Ces vidéos ne procèdent plus du montage classique d’images filmées – avec les manipulations qu’il pouvait impliquer –, mais de la fabrication intégrale de faux récits visuels. En empruntant ce qu’on pourrait appeler les « clichés du vrai » – ces signes d’authenticité que l’on retrouve aussi bien aujourd’hui dans l’image amateur que dans le reportage – cadrage tremblé, lumière naturelle, son imparfait –, elles nourrissent les imaginaires de peur et de défiance à l’égard des personnes migrantes.
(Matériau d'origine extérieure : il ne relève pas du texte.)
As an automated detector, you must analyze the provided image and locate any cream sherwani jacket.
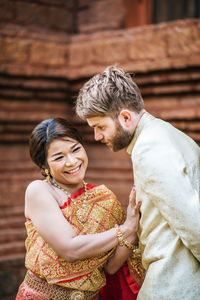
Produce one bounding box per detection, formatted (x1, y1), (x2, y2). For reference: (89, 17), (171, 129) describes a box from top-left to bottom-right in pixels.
(127, 112), (200, 300)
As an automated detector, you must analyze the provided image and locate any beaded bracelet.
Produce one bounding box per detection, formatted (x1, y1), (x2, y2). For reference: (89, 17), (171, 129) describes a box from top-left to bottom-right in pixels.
(115, 224), (135, 250)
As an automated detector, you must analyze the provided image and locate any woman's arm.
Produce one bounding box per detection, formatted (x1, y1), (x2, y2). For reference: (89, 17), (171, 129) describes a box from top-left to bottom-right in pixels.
(104, 188), (142, 275)
(25, 180), (134, 262)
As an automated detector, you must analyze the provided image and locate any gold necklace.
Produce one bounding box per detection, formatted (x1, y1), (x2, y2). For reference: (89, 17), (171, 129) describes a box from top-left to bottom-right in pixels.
(50, 178), (88, 224)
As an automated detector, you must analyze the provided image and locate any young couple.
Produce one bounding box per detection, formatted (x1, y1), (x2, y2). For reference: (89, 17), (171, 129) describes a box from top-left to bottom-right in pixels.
(16, 67), (200, 300)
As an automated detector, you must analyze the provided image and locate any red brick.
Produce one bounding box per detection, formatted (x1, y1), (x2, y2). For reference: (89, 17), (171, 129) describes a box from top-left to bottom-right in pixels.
(128, 27), (167, 61)
(30, 42), (68, 66)
(0, 37), (29, 63)
(166, 22), (200, 56)
(0, 0), (15, 22)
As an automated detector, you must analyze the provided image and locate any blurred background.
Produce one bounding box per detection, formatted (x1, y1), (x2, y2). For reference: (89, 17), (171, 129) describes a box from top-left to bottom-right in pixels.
(0, 0), (200, 300)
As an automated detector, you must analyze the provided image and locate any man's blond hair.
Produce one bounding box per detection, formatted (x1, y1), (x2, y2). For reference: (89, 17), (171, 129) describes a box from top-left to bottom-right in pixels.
(76, 66), (144, 119)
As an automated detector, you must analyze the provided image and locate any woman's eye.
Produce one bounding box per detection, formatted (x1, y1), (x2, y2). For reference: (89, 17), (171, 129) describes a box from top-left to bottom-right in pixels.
(55, 156), (63, 160)
(73, 147), (81, 152)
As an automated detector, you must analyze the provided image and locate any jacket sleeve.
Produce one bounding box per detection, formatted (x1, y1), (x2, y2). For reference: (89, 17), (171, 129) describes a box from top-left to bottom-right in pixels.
(132, 142), (200, 261)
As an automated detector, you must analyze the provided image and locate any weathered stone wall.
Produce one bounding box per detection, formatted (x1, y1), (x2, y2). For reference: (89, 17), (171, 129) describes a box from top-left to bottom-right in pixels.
(0, 0), (200, 299)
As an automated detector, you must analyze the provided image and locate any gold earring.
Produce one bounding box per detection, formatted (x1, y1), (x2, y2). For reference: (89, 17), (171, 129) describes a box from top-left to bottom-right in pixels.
(44, 169), (50, 182)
Après quelques visionnages, l’algorithme en propose d’autres : mêmes côtes anglaises, mêmes embarcations, mêmes exclamations de soulagement. À partir de ces observations, on peut distinguer deux grandes formes de ces productions : le faux témoignage, qui simule la prise de parole directe d’un migrant qui se filme lui-même, et le faux reportage de terrain, où de prétendus journalistes interrogent des migrants à l’arrivée.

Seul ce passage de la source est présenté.